Further, I apologize for a typographical error (otherwise known as a "typo") in my code...actually, what I should have written was not

cout << "main: b + " << b << endl;
  cout << "main: z + " << z << endl;

but rather:

cout << "main: b = " << b << endl;
  cout << "main: z = " << z << endl;

It didn't seem to get in the way of the understanding I was seeking on function scope, so I didn't say anything about it after I noticed it...until now.

As to your different outcome... I'll ponder that a bit. As soon as I get my compilers back up and running, I'll give it my own test.

Thank you very much for your genuine and helpful interest.
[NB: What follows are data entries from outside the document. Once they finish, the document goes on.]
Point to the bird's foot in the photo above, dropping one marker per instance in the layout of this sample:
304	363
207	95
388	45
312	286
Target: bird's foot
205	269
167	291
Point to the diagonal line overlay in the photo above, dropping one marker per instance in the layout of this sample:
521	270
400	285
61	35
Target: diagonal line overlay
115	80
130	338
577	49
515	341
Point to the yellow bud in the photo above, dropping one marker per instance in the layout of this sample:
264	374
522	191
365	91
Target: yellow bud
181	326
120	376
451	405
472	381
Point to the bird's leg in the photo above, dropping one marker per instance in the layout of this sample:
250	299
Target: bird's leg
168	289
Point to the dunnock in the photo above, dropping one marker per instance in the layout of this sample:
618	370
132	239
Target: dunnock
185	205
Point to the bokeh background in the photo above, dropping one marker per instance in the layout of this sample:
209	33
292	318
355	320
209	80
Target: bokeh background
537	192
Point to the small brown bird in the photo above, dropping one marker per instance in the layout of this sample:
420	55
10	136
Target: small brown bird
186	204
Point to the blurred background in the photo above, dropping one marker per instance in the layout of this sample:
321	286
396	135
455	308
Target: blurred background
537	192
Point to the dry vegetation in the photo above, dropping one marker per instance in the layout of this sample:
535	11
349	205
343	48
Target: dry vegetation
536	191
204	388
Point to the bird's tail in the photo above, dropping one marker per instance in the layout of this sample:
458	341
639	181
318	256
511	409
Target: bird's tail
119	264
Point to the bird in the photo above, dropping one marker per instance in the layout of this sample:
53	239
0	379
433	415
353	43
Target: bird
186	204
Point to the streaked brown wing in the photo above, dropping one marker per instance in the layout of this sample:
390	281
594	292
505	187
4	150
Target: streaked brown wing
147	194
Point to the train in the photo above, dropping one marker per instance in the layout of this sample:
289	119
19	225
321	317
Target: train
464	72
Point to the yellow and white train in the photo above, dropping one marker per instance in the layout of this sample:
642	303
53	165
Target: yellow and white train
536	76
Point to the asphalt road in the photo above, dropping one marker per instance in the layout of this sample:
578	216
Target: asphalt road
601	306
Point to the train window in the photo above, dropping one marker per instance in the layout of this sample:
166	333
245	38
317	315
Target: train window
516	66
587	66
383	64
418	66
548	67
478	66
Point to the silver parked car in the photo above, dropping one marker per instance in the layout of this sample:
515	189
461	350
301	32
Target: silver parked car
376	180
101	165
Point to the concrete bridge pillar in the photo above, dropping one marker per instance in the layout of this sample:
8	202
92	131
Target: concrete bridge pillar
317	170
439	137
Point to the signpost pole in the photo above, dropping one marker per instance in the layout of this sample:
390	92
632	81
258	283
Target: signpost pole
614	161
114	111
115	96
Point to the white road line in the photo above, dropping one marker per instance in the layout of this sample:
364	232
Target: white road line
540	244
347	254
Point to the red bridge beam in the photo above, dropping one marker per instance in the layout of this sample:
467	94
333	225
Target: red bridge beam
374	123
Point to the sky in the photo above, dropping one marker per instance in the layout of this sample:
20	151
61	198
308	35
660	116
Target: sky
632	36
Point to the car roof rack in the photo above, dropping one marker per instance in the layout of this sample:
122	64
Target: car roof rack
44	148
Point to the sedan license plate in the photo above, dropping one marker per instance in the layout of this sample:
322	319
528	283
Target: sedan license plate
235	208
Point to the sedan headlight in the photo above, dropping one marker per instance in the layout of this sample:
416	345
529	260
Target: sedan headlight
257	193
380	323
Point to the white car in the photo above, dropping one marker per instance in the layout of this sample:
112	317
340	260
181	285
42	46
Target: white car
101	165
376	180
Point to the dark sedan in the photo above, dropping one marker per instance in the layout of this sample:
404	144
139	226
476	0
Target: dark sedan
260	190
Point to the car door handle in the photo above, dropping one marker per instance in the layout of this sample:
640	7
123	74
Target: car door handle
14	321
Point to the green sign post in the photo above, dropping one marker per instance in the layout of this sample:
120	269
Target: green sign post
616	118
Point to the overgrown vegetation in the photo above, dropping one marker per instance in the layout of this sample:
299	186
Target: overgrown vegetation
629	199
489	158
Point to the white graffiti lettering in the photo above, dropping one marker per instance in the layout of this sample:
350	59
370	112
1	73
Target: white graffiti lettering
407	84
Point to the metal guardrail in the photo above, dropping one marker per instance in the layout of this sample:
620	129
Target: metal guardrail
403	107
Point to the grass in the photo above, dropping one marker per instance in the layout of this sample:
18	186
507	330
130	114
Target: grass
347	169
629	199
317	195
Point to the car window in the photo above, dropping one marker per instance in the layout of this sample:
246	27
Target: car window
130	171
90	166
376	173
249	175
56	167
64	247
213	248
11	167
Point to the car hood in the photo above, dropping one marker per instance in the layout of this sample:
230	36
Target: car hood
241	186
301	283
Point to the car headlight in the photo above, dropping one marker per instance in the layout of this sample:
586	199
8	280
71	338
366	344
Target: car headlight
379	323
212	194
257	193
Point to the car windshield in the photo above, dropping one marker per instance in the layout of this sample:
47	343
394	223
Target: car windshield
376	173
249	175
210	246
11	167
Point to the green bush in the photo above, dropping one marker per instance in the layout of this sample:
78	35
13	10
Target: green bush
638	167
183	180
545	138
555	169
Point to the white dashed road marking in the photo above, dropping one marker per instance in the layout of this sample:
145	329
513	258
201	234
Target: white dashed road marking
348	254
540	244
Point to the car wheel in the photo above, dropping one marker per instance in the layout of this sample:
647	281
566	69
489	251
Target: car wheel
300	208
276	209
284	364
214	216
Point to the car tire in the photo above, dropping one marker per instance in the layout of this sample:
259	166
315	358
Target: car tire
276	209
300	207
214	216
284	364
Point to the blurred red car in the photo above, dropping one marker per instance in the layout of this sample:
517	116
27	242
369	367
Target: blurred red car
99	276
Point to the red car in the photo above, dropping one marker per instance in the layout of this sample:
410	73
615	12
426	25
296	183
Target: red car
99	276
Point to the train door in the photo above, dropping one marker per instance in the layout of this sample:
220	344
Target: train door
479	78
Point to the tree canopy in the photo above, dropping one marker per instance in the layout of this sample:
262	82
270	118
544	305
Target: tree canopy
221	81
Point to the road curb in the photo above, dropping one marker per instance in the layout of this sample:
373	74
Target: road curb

I can see I'm in good company. It spurs me on to do my best.

[LLXX]

LLXX has explained it very well.

May i just add, the current program has an output of

beezer: b 3

beezer: z 21

main: b + 3

main: z + 18

Is the "bug" supposed to be in it or what???

Actually, in main() b should have a value of 9... you do see b=9 ?

The b in beezer() is local to it, doing anything with that does not affect the one in main().

[Brookston]

Hi again.

Thanks for taking a moment to help keep things on course.

[phkninja]

See even i make mistakes. LLXX is right

should be (with your adjusted code)

beezer: b 3

beezer: z 21

main: b = 9

main: z = 18

The question i was asking was it supposed to do that

Passing b in beezer(b,z) has no use, b is overwritten by b=3 in the next line of code.